Fuel prices remain firm. While the government had agreed to maintain the tariff at 38.53 sen/kWh in 1H18 with the subsidy of RM929.4m offset by the saving of capex/opex between the actual spent and budget figures, the persistency of fuel prices such as coal staying high at USD90/MT levels and the scheduled half-yearly hike in piped gas price, would lead to higher fuel costs. Thus, the c.RM500m fund available under the Kumpulan Wang Industri Elektrik, which can be used to offset any future subsidy may not be sufficient. Question remains on whether the government will allow TENAGA to raise tariff rates in the future against its new base tariff of 39.45 sen/kWh for 2018-2020. Nonetheless, under the principle of ICPT framework, fuel cost risk is passed through to end-consumer; thus, with neutral impact to TENAGA’s earnings. In our view, we believe TENAGA will be allowed to continue passing through fuel cost risk to end-consumer in the future. As such, consumers are likely to pay for the surcharge should ICPT under-recovery situation persists in the future especially after GE14.
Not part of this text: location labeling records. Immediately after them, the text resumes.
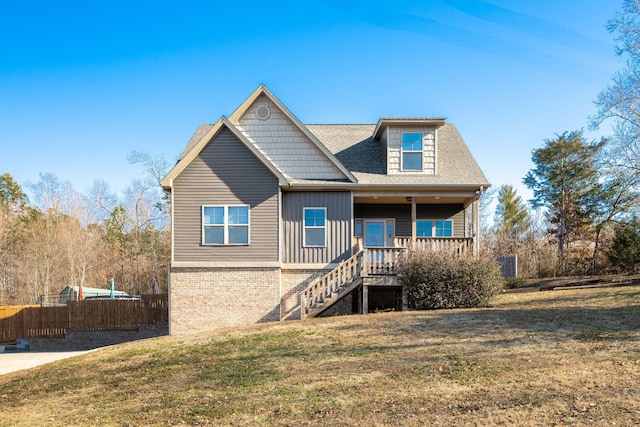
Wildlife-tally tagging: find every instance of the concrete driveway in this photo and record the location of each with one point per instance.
(18, 360)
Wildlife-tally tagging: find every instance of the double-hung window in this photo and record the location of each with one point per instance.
(437, 228)
(315, 227)
(412, 151)
(225, 225)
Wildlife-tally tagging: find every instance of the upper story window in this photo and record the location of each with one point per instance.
(225, 225)
(437, 228)
(315, 220)
(412, 151)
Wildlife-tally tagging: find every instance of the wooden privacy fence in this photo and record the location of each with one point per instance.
(90, 315)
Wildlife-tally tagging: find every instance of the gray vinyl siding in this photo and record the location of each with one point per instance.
(338, 233)
(225, 173)
(402, 215)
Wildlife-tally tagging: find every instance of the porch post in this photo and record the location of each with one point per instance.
(413, 221)
(365, 299)
(476, 228)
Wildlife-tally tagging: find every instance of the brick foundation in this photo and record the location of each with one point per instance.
(208, 298)
(294, 282)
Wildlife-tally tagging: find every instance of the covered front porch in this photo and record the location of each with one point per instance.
(385, 227)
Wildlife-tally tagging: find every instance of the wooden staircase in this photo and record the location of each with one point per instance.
(366, 264)
(332, 287)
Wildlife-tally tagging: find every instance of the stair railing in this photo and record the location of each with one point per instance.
(331, 283)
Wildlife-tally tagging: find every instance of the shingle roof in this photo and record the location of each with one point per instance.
(365, 157)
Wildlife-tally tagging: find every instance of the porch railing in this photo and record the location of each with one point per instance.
(329, 286)
(381, 260)
(453, 245)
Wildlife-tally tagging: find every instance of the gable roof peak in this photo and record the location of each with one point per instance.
(385, 122)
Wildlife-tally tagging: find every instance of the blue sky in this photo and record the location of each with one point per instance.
(82, 84)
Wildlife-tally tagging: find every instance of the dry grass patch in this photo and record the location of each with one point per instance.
(563, 358)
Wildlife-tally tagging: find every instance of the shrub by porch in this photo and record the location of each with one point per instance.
(436, 280)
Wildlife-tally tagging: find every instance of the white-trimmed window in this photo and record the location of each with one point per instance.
(437, 228)
(225, 225)
(412, 151)
(315, 227)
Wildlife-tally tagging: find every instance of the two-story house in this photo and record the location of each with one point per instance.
(273, 219)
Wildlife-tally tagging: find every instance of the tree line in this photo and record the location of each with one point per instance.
(583, 215)
(60, 237)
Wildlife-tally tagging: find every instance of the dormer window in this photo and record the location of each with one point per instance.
(412, 152)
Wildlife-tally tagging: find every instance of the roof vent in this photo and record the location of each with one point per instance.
(263, 112)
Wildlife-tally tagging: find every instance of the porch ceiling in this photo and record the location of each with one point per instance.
(426, 199)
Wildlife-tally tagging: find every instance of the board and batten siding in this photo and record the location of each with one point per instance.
(402, 215)
(338, 232)
(225, 173)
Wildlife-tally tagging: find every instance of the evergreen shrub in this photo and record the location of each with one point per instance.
(437, 280)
Overall a better 2018. The recent 4QCY17 results reports card was a mixed bag with YTLPOWR’s 2Q18 falling short of expectations due to interest expense remaining elevated and wider YES’ losses while PESTECH’s 2Q18 earnings beat forecast on two new rail electrification projects. Going forth, we expect TENAGA`’s earnings to grow further on the back of 2.1% electricity demand growth in 2018, to be led by domestic and commercial segments, while YTLPOWR should see a rebound in earnings as the Paka Power Plant recommenced in September last year after it resolved the dispute with TENAGA pertaining to land issue. Meanwhile, MALAKOF’s earnings are likely to be flattish given that upside is capped by cut in SEV’s capacity payment following the PPA Extension Contract. Elsewhere, PESTECH should see earnings growth on the back of its RM1.5b order-book coupled with new contract flows to sustain earnings momentum. However, YTLPOWR’s dividend payout could be lower as it needs to conserve cash for two greenfield projects, namely PT Tanjung Jati coal-fired power plant in Indonesia and Attarat Power’s oil shale-fired power plant in Jordan over the next 3-4 years.